It is not quite like the chicken-and-egg story. The puzzle, in this case, has been resolved — the reel can inform the real. Take, for instance, the idea of reincarnation, an underlying theme in puranic tales as well as popular cinema. It is entirely plausible that Don Quixote, Cervantes’s ingenious nobleman from La Mancha, has been reborn as Narendra Modi. Of course, the Indian prime minister does not share all the spots of Cervantes’s creation. Don Quixote was a nobleman; the prime minister seldom tires of reminding those who still care to listen to him that he hails from humbler roots. The man from La Mancha was kind enough to accommodate a sidekick. Mr Modi abhors company: how else can he stride upon the stage, colossus-like, all by himself? But the two men — one real, the other imagined by Cervantes — may have bonded well in an alternative universe. Don Quixote charged at windmills, imagining these harmless contraptions to be ‘enemies’. Mr Modi conjures up admirers. He had allegedly been looking at mountains, not civilians, during a boat ride in troubled Kashmir — yet, he could not help waving at them. Perhaps the man did, for a moment, believe that the mountains, unlike a disenchanted people, would wave back at him.
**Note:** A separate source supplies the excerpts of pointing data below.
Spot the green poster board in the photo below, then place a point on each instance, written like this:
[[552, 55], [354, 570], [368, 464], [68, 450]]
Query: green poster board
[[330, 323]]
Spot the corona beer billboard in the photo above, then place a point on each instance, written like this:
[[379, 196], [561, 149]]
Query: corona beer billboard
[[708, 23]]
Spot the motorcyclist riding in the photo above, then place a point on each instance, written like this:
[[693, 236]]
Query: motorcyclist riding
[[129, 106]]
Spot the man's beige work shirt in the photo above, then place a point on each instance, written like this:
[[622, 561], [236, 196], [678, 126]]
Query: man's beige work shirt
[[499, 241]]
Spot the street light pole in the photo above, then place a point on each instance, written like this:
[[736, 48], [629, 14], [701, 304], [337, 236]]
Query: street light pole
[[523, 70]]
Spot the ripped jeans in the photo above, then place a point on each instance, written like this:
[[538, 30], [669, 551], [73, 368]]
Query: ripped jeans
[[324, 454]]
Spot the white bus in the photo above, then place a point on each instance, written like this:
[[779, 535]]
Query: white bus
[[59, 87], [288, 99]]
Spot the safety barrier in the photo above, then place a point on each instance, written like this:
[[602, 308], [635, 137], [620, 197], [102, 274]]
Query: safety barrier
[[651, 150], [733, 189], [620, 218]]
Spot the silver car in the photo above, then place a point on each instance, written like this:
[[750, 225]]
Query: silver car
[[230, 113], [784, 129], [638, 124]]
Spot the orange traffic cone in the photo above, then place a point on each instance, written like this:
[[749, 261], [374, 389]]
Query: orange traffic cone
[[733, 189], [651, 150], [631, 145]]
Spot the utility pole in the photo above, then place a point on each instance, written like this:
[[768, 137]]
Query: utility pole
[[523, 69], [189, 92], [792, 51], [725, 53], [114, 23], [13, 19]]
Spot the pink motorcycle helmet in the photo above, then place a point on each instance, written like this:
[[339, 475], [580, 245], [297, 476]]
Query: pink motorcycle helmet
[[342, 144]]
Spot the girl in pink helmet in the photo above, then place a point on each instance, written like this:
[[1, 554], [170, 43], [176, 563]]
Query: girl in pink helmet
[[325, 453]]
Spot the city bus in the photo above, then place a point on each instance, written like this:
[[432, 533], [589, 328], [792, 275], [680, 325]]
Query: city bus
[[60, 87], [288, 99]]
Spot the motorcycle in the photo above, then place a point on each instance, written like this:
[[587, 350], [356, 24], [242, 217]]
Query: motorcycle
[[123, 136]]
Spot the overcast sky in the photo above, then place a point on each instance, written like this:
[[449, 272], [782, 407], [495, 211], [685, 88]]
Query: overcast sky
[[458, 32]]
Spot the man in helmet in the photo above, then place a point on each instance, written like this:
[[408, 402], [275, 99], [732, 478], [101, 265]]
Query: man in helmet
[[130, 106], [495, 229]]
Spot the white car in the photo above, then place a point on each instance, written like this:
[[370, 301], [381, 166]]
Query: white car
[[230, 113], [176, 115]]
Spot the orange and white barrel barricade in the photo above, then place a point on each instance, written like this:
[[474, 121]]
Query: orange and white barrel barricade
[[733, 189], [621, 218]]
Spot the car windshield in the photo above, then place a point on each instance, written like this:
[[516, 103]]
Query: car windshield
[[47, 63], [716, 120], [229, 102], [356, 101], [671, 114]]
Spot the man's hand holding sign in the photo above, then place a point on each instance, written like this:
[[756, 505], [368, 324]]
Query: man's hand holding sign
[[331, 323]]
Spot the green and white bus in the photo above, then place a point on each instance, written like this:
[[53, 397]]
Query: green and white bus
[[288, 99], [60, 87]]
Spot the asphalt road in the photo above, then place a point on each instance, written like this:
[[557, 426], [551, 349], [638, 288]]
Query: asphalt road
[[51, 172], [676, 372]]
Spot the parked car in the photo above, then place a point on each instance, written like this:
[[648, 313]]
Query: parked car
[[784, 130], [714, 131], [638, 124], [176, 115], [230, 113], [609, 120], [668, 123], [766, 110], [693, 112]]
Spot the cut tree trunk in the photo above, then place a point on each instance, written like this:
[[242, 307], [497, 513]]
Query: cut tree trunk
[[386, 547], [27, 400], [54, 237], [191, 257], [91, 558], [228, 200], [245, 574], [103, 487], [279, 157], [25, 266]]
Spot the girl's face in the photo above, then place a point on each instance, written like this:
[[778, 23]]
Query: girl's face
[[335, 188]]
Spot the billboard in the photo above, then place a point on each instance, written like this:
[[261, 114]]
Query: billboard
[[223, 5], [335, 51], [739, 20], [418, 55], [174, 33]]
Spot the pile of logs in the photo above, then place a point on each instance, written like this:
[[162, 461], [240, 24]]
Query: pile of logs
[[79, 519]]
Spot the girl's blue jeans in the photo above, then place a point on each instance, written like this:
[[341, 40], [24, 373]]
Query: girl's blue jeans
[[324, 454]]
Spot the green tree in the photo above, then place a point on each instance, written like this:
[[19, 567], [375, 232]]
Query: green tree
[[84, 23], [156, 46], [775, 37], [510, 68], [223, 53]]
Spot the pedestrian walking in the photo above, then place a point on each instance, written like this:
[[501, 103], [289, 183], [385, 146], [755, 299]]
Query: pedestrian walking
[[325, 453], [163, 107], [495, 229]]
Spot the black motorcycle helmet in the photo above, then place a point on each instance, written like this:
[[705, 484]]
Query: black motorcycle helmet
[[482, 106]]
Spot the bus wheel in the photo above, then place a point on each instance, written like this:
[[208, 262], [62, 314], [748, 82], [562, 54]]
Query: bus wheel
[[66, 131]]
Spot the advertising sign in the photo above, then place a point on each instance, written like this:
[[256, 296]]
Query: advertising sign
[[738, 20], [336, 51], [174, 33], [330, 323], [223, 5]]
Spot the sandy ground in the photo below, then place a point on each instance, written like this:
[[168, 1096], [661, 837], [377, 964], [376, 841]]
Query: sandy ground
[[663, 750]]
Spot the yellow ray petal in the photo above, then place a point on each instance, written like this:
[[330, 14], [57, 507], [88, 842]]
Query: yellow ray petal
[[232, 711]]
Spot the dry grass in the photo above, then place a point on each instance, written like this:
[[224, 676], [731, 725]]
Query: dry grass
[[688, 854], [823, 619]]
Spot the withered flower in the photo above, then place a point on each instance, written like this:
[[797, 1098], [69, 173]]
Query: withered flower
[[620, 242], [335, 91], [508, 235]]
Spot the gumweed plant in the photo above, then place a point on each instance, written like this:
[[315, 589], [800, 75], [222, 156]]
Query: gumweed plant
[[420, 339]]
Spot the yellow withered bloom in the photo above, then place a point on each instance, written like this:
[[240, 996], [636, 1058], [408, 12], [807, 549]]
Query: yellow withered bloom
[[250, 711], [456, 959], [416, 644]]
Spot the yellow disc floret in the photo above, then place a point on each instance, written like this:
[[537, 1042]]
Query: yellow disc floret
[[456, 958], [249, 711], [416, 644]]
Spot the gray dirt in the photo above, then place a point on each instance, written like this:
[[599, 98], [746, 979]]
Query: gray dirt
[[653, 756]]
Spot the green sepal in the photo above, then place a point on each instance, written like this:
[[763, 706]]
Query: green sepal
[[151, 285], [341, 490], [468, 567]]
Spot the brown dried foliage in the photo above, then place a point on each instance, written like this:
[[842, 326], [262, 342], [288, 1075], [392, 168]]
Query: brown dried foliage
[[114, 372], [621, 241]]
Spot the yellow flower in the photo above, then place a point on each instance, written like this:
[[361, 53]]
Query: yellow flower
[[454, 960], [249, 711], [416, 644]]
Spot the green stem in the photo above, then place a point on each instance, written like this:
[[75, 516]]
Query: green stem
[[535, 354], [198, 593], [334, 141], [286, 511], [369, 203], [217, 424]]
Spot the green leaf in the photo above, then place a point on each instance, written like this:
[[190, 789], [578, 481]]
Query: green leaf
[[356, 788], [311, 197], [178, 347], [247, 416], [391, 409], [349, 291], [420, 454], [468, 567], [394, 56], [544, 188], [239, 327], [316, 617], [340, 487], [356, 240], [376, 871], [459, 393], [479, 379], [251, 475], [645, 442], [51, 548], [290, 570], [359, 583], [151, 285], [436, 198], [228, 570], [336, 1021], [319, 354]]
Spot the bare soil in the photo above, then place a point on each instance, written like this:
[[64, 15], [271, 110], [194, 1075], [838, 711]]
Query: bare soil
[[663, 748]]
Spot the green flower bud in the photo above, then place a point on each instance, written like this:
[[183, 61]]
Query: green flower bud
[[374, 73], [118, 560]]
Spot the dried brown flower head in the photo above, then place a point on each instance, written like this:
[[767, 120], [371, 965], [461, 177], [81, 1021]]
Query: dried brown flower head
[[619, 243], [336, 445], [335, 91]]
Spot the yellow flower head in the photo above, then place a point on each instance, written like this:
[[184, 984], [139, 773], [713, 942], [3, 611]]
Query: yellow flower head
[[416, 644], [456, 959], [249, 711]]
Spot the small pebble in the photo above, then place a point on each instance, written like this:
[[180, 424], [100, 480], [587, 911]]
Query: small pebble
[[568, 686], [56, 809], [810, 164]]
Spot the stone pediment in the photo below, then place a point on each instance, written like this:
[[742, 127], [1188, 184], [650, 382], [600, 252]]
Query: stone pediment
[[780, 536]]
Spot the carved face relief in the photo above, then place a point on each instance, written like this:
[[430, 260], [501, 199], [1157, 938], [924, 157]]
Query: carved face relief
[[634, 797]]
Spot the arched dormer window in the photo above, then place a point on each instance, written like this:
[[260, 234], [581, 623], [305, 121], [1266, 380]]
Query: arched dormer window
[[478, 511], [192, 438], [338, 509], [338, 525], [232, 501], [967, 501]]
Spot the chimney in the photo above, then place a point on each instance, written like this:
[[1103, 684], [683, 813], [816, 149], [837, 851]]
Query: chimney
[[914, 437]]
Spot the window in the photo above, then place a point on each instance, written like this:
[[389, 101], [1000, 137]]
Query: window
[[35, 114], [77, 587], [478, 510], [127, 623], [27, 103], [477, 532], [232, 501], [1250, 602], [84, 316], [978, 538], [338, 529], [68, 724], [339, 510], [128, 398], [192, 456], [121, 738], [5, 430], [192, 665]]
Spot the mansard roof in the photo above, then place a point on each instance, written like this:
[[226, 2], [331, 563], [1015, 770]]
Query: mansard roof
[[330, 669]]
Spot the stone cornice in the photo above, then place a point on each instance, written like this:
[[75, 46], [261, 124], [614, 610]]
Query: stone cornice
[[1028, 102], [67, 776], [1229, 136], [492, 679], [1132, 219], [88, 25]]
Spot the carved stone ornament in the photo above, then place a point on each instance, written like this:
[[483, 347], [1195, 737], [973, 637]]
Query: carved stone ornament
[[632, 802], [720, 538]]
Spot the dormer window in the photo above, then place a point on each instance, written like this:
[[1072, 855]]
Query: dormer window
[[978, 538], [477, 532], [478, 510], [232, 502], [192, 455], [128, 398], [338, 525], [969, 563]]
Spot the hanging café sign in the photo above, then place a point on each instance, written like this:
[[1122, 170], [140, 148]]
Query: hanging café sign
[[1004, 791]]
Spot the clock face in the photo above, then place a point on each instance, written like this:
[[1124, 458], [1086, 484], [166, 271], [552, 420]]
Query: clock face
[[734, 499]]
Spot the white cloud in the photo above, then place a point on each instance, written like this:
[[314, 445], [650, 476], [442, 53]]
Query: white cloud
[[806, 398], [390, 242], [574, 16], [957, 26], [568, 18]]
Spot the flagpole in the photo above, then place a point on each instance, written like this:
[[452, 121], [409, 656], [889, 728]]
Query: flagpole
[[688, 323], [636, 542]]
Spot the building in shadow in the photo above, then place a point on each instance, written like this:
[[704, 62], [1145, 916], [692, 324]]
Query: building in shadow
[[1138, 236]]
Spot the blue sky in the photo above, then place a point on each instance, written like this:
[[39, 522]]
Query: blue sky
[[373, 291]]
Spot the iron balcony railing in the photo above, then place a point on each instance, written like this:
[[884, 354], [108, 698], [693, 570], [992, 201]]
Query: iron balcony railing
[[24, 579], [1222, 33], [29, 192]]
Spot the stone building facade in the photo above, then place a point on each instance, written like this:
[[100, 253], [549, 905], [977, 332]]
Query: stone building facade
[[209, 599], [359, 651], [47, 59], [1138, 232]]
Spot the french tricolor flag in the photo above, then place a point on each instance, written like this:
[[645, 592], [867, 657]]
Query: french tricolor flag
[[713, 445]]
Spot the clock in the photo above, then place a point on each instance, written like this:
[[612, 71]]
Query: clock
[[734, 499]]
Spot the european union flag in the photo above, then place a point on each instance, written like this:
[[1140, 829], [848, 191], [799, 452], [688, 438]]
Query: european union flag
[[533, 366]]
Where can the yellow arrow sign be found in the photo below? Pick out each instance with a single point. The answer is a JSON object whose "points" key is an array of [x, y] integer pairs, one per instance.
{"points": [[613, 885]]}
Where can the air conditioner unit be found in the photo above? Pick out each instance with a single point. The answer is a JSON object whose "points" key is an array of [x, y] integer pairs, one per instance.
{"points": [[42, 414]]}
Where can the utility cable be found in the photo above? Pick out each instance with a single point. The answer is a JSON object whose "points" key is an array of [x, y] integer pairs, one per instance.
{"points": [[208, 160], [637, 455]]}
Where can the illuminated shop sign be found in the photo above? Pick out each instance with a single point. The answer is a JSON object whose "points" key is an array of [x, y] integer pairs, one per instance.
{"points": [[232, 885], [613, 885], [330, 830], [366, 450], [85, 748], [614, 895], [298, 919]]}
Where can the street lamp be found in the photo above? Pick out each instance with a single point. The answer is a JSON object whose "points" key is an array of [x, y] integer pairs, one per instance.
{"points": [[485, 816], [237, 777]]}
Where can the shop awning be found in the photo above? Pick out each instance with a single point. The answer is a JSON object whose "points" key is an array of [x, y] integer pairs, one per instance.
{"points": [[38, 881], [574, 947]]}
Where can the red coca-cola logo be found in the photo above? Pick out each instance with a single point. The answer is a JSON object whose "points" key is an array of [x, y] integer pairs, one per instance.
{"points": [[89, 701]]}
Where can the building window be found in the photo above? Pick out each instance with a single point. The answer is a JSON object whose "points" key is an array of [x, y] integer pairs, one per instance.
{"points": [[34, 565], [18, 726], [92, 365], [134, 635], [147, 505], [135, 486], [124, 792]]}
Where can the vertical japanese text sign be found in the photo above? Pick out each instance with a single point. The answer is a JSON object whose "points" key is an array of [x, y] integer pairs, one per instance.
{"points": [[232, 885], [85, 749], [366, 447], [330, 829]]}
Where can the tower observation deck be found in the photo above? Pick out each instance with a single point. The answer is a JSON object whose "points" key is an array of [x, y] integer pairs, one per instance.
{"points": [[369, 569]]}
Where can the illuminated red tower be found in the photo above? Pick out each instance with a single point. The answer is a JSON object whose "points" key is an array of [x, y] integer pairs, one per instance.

Mr Modi’s critics, unfortunately, are far more modest in their appraisal of the prime minister. They allege that the nation’s watchman — much like the fictional Spaniard — is only good at building castles in the air. Is that the reason why New India, the cynics insist, resembles a mole hill rather than a mountain? Their cynicism cannot be dismissed easily, much to Mr Modi’s chagrin. In a combative speech in the Lok Sabha — is not the prime minister perpetually in election mode? — Mr Modi thundered about the progress that India has made under his watch. He claimed that there has been tremendous improvement in sanitation coverage, the provision of connections for cooking gas, even employment.
But then even a magician can suffer from telling Freudian slips. The prime minister let it slip in the course of his speech that a ‘mahamilavat (grand adulterated) coalition’ could succeed his government. Why? Is it because, as the Prime Minister’s Office tweeted later, committing a gaffe, Mr Modi has ended up destroying institutions? The prime minister’s opponents might want to add a few more things to Mr Modi’s Annihilation List: India’s inclusive social fabric, the economy, the agrarian sector, foreign policy, the environment. Little wonder then that Mr Modi is hard at work, building, not a temple as some of his radical admirers want but, airborne castles.
But the paths of Mr Modi and his previous avatar diverge from here on. Don Quixote is looked upon as a tragic figure in a post-chivalric world. Given his penchant for eroding constitutional ideals and institutions, Mr Modi is more likely to be remembered as the creator of a contemporary, Indian tragedy.